Let \({\mathcal O}\) be the ring of algebraic integers in an imaginary quadratic number field \(K={\mathbb Q}(\sqrt{-m})\), \(m\in {\mathbb Z}\), \(m>0\) and square free. An integral Hermitian lattice \((H,L)\) of rank \(n\) is a finitely generated \({\mathcal O}\)-module \(L\) inside \(K^n\) such that \(KL=K^n\), together with a Hermitian form \(H:L\times L\to {\mathcal O}\). Note that for such lattices, \(H(v,v)\in {\mathbb Z}\) for all \(v\in L\), and we say that \(x\in {\mathbb Z}\) is represented by \((H,L)\) if there exists \(v\in L\) with \(H(v,v)=x\). \((H,L)\) is called normal if the ideal in \({\mathcal O}\) generated by \(\{ H(v,v)\,|\,v\in L\}\) is equal to the ideal generated by \(\{ H(v,w)\,|\,v,w\in L\}\), otherwise it is called subnormal.
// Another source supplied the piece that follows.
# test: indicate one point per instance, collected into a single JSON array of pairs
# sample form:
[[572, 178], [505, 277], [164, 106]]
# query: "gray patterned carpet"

In this paper, only positive definite integral Hermitian lattices are considered, i.e. lattices for which \(H(v,v)>0\) for all \(v\in L\setminus\{ 0\}\). Such a positive definite lattice is called regular if any \(x\in {\mathbb Z}\) that is represented by all localizations of \(L\) at all places of \(K\) is also represented globally. Regular quadratic or Hermitian lattices and their classification have been studied to quite some extent in the literature. The main result by the authors is the full classification of all positive definite binary normal regular Hermitian lattices over rings of algebraic integers in imaginary quadratic number fields up to similarity. There are altogether \(68\) such lattices, and they are described explicitly in terms of Gram matrices. Those among them that are universal, i.e. that represent all positive integers, are highlighted. Such lattices only exist for \(m\in \{ 1,2,3,5,6,7,10,11,15,19,23,31\}\). The authors also announce new results concerning the case of subnormal regular Hermitian lattices.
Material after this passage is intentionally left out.